Using the digitally stored map, the ignition point is set for each operating condition, without affecting the settings for any other condition.
All of this raises an engine’s overall efficiency, for all operating conditions. Corrections to ignition timing, combined with those to the injector opening time, provide the optimum values to achieve the best combustion.
With higher compression ratios, there is more risk of detonation, and damage to the combustion chamber.
A knock sensor allows ignition timing to be calibrated to achieve the best setting for normal operating conditions. Knock or detonation can then be eliminated separately, using closed-loop knock control. When a detonation signal is received, the control unit retards the ignition setting, to bring detonation under control.

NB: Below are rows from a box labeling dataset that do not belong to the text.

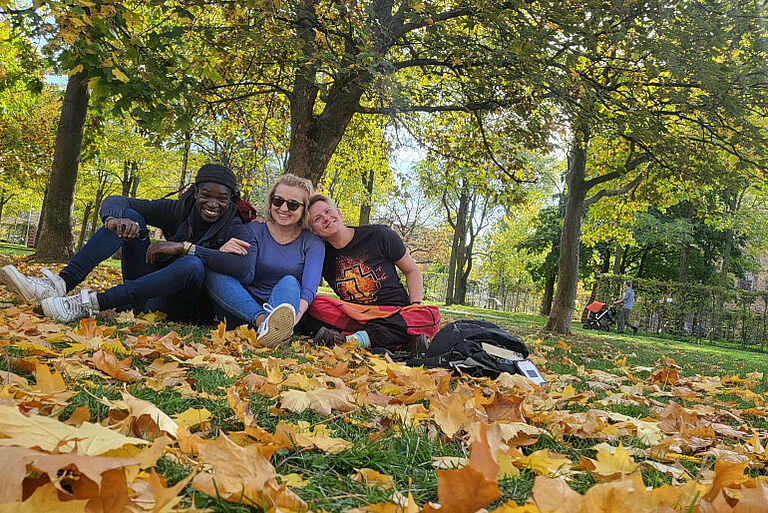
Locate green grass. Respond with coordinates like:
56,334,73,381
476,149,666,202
0,242,35,256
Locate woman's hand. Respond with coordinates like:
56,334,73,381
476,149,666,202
104,217,141,239
219,237,251,255
147,240,184,264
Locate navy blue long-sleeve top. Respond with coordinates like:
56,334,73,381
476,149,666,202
240,223,325,304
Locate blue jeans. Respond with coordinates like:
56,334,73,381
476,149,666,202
59,209,205,320
205,271,301,327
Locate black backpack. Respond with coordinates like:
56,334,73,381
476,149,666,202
405,319,528,378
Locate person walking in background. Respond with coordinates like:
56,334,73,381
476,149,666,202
205,174,325,347
0,164,248,322
613,280,637,335
302,194,440,353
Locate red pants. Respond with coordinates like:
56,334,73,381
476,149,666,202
305,296,440,349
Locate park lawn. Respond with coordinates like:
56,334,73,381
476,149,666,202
0,260,768,512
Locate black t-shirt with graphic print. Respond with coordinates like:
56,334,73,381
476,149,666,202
323,225,410,306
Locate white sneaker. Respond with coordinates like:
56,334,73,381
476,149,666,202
256,303,296,347
40,289,99,322
0,265,67,303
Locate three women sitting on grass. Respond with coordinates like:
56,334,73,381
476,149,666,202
0,168,323,346
0,168,440,352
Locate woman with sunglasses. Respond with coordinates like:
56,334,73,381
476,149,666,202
205,174,325,347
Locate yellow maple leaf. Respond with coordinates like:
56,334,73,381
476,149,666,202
581,444,638,481
0,405,147,456
173,408,213,428
517,449,573,477
280,387,355,415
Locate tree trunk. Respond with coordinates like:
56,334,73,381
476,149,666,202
357,169,376,226
179,130,192,197
30,185,48,248
613,241,624,276
720,194,737,288
0,189,11,220
545,134,589,333
77,203,93,251
453,243,472,305
88,183,104,239
539,274,556,316
677,242,689,283
35,73,89,262
128,160,139,198
445,191,469,305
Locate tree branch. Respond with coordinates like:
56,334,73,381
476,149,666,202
584,173,643,208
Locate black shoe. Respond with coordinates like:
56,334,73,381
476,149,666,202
313,327,347,347
403,335,429,354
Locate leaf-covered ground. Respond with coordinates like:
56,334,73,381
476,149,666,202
0,261,768,513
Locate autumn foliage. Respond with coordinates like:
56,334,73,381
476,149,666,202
0,260,768,513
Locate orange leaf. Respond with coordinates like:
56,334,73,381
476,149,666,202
91,349,142,383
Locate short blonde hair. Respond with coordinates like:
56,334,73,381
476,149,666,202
307,193,339,210
266,173,315,229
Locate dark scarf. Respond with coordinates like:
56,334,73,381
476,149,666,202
168,190,237,249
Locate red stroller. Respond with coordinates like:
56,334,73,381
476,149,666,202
584,301,616,331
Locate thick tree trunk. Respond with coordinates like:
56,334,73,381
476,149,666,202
539,274,556,316
30,185,48,248
357,169,376,226
545,137,588,333
720,228,733,287
35,73,89,262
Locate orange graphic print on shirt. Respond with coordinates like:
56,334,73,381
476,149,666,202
335,256,387,304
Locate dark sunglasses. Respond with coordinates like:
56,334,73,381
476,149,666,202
272,196,304,212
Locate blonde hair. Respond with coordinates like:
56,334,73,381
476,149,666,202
307,192,339,210
265,173,315,230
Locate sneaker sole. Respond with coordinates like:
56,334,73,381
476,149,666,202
259,308,294,348
0,265,37,301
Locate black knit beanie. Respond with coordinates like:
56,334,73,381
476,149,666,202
195,164,238,196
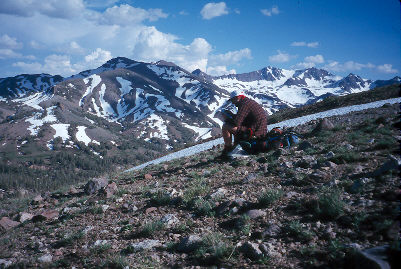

A turbocharged engine is different. Simply retarding the ignition could increase the already high temperatures at the exhaust-driven turbine. But reducing the boost pressure at the same time brings detonation under control quickly. As soon as knocking is detected, ignition is retarded, which works immediately. Reducing boost takes longer, but as soon as it takes effect, the control unit returns ignition timing to its optimum value.